For example, we can write the following rosette file:
```
2L|(3071416..3071503,3071708..3071841)|DNA/P|PROTOP PROTOP
2L|(5363113..5363154,5363819..5363952)|DNA/P|PROTOP PROTOP
2L|c(9889960..9890093,9890313..9890400)|DNA/P|PROTOP PROTOP
2L|(20948958..20949699)|DNA/RC|DNAREP1_DM DNAREP1_DM
2L|c(20958914..20959207)|DNA/RC|DNAREP1_DM DNAREP1_DM
2L|c(20966385..20966456)|DNA/RC|DNAREP1_DM DNAREP1_DM
2L|(20976274..20976387)|DNA/RC|DNAREP1_DM DNAREP1_DM
```
which will allow us to count reads mapping on the `PROTOP` and the `DNAREP1_DM` elements.

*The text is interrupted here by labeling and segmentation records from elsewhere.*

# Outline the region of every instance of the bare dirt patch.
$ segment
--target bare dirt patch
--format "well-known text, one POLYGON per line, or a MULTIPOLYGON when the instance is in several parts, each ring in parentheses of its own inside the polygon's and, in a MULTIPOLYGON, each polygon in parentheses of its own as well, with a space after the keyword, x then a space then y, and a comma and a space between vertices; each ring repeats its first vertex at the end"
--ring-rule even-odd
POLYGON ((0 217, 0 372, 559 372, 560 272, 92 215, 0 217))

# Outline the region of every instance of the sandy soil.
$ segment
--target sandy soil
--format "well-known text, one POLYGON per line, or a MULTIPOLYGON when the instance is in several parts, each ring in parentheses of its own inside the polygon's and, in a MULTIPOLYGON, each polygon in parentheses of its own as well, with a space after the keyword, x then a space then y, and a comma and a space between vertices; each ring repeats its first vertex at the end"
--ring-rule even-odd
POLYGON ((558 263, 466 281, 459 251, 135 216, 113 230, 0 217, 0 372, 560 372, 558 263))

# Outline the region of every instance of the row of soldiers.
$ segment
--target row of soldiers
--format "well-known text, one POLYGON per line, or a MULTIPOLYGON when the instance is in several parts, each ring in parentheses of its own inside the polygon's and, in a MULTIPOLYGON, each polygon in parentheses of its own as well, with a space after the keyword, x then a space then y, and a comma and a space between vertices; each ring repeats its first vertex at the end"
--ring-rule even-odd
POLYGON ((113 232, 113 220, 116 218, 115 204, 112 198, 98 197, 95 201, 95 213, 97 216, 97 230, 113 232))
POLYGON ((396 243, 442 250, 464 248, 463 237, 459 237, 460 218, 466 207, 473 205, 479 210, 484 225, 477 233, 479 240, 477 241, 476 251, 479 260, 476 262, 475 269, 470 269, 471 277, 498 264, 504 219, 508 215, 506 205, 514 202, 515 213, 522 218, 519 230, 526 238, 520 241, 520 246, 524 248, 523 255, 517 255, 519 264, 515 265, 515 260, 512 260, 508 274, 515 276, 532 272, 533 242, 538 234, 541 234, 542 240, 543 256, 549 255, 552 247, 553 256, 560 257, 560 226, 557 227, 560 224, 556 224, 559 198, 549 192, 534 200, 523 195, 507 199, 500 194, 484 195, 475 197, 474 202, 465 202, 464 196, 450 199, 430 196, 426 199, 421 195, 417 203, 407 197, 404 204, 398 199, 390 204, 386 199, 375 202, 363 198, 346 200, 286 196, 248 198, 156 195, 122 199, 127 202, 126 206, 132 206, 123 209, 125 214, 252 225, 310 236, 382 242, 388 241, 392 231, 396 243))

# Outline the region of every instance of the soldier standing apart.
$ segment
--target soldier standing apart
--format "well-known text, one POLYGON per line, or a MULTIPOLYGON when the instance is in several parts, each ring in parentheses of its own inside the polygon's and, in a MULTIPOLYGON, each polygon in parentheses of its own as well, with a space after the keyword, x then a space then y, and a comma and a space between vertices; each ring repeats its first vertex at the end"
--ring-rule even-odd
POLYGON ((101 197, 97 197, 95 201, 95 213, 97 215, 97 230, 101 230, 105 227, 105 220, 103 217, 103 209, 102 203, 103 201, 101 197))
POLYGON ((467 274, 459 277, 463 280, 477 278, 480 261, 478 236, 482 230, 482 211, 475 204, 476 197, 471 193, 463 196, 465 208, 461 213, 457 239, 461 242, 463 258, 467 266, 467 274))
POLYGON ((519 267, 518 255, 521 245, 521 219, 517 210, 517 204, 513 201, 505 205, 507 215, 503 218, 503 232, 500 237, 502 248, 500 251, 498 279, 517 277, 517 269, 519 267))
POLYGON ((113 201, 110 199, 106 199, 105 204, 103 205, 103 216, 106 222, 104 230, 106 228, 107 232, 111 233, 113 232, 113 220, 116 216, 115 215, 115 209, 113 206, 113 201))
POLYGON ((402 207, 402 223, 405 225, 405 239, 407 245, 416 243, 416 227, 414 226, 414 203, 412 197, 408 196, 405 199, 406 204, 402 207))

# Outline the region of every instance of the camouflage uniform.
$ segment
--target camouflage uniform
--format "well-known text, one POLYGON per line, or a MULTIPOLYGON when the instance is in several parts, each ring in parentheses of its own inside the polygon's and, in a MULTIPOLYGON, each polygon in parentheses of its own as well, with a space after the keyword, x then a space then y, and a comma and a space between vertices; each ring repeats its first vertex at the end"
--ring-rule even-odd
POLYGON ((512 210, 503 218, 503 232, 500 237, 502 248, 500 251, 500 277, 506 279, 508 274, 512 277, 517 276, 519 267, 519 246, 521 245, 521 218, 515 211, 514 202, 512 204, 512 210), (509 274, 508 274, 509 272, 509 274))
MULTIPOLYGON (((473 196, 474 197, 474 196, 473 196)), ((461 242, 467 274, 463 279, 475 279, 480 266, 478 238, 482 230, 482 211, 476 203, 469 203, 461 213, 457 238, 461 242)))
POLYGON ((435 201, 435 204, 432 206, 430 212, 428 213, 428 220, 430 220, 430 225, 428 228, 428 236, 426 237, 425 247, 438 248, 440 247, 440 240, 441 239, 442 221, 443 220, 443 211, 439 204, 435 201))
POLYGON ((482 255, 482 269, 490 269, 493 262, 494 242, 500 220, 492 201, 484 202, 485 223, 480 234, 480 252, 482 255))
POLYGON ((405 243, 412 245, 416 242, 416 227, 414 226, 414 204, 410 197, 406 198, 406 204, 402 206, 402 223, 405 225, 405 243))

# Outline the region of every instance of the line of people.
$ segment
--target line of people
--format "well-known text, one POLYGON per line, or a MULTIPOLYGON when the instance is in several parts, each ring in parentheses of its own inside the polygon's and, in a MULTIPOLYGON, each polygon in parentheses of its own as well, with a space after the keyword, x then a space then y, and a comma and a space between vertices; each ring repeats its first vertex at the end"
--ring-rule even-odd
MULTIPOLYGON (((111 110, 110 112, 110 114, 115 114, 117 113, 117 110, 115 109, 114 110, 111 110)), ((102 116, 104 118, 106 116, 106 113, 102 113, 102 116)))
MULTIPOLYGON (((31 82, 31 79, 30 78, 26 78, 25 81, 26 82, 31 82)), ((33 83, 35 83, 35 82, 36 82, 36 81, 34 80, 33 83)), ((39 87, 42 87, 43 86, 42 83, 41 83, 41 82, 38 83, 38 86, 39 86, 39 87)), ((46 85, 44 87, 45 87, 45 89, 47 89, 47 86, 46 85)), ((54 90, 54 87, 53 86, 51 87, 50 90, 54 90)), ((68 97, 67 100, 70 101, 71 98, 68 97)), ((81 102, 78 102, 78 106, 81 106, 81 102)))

The rosette file can contain more TE copie name than the fasta file, but we cannot map a read on a TE copie not present in the fasta file.
And the rosette fasta file can contain copies not present in the rosette file, but reads mapping on these copies will be ignored.
The rosette file can contain as many variable column as necessary.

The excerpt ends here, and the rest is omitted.